When the LLM returns invalid JSON or the response cannot be parsed, the autograders use **conservative defaults** to avoid biasing scores:

| Criterion Type | Default Verdict | Rationale |
|----------------|-----------------|-----------|
| Positive (weight > 0) | UNMET | Assume requirement not met |
| Negative (weight < 0) | MET | Assume error is present |

This ensures parse failures result in worst-case scores rather than artificially inflating results. For example, if an error-detection rubric has many negative criteria, parse failures won't incorrectly report "no errors found."

```python
# Example: Parse failure with mixed rubric
rubric = Rubric([
    Criterion(weight=1.0, requirement="Is helpful"),      # → UNMET on parse failure
    Criterion(weight=-1.0, requirement="Contains errors"), # → MET on parse failure
])

# If LLM returns invalid JSON, score = 0.0 (worst case)
# rather than being artificially inflated
```

## Score Fields

The `EvaluationReport` returned by `rubric.grade()` contains several score fields:

| Field | Description |
|-------|-------------|
| `score` | Final score (0-1 if normalized, raw weighted sum if `normalize=False`) |
| `raw_score` | Weighted sum before normalization. **Consistent semantics across all graders.** |
| `llm_raw_score` | Original LLM output before conversion.
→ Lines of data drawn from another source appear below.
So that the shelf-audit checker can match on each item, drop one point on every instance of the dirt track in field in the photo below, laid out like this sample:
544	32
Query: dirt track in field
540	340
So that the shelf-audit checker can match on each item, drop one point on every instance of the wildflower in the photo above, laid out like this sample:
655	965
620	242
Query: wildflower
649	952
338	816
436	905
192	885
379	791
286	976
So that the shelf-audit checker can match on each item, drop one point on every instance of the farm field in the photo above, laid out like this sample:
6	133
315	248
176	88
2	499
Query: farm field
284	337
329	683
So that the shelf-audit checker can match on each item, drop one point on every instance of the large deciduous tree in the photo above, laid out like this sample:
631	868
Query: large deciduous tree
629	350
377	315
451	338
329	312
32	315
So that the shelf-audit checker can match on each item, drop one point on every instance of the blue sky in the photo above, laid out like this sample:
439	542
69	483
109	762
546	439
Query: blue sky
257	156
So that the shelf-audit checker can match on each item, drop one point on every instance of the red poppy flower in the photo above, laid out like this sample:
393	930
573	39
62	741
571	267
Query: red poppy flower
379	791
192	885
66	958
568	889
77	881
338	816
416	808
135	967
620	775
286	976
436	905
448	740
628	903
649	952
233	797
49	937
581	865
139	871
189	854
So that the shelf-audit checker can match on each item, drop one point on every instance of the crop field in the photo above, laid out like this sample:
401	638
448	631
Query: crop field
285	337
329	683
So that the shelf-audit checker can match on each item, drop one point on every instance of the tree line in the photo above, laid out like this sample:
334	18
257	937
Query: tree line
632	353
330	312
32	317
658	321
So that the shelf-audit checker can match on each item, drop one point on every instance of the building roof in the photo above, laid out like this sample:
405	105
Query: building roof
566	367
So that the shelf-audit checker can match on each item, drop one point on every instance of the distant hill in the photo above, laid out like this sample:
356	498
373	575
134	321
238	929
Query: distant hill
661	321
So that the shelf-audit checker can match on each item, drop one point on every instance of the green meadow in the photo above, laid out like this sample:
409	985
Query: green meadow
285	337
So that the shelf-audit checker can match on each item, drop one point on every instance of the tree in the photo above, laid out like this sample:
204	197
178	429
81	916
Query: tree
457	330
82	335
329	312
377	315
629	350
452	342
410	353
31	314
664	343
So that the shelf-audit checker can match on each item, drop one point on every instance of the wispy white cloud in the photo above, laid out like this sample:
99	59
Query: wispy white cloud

For `RubricAsJudgeGrader`, this is the 0-100 score. |
| `report` | Per-criterion breakdown (None for `RubricAsJudgeGrader`) |

**Cross-Grader Consistency:** `raw_score` uses weighted-sum semantics across all graders, enabling direct comparison:

```python
# Same rubric, different graders - raw_score is comparable
result1 = await rubric.grade(text, autograder=PerCriterionGrader())
result2 = await rubric.grade(text, autograder=RubricAsJudgeGrader())

# Both raw_scores are on the same scale (weighted sum)
print(result1.raw_score)      # e.g., 12.75
print(result2.raw_score)      # e.g., 12.75 (converted from LLM's 85/100)
print(result2.llm_raw_score)  # e.g., 85.0 (original LLM output)
```

## Loading Rubrics

```python
# Direct construction
rubric = Rubric([
    Criterion(weight=10.0, requirement="States Q4 2023 base margin as 17.2%"),
    Criterion(weight=8.0, requirement="Explicitly uses Shapley attribution for decomposition"),
    Criterion(weight=-15.0, requirement="Uses total deliveries instead of cash-only deliveries")
])

# From list of dictionaries
rubric = Rubric.from_dict([
    {"weight": 10.0, "requirement": "States Q4 2023 base margin as 17.2%"},
    {"weight": 8.0, "requirement": "Explicitly uses Shapley attribution for decomposition"},
    {"weight": -15.0, "requirement": "Uses total deliveries instead of cash-only deliveries"}
])

# From JSON string
rubric = Rubric.from_json('[{"weight": 10.0, "requirement": "Example requirement"}]')

# From YAML string
yaml_data = '''
- weight: 10.0
  requirement: "Example requirement"
'''
rubric = Rubric.from_yaml(yaml_data)

# From files
rubric = Rubric.from_file('rubric.json')
rubric = Rubric.from_file('rubric.yaml')
```

### JSON Format

```json
[
  {
    "weight": 10.0,
    "requirement": "States Q4 2023 base margin as 17.2%"
  },
  {
    "weight": 8.0,
    "requirement": "Explicitly uses Shapley attribution for decomposition"
  },
  {
    "weight": -15.0,
    "requirement": "Uses total deliveries instead of cash-only deliveries"
  }
]
```

### YAML Format

```yaml
- weight: 10.0
  requirement: "States Q4 2023 base margin as 17.2%"
- weight: 8.0
  requirement: "Explicitly uses Shapley attribution for decomposition"
- weight: -15.0
  requirement: "Uses total deliveries instead of cash-only deliveries"
```

## Requirements

- Python 3.10+
- An LLM API (e.g., OpenAI, Anthropic, OpenRouter) - set appropriate API keys as environment variables

## License

MIT License - see LICENSE file for details.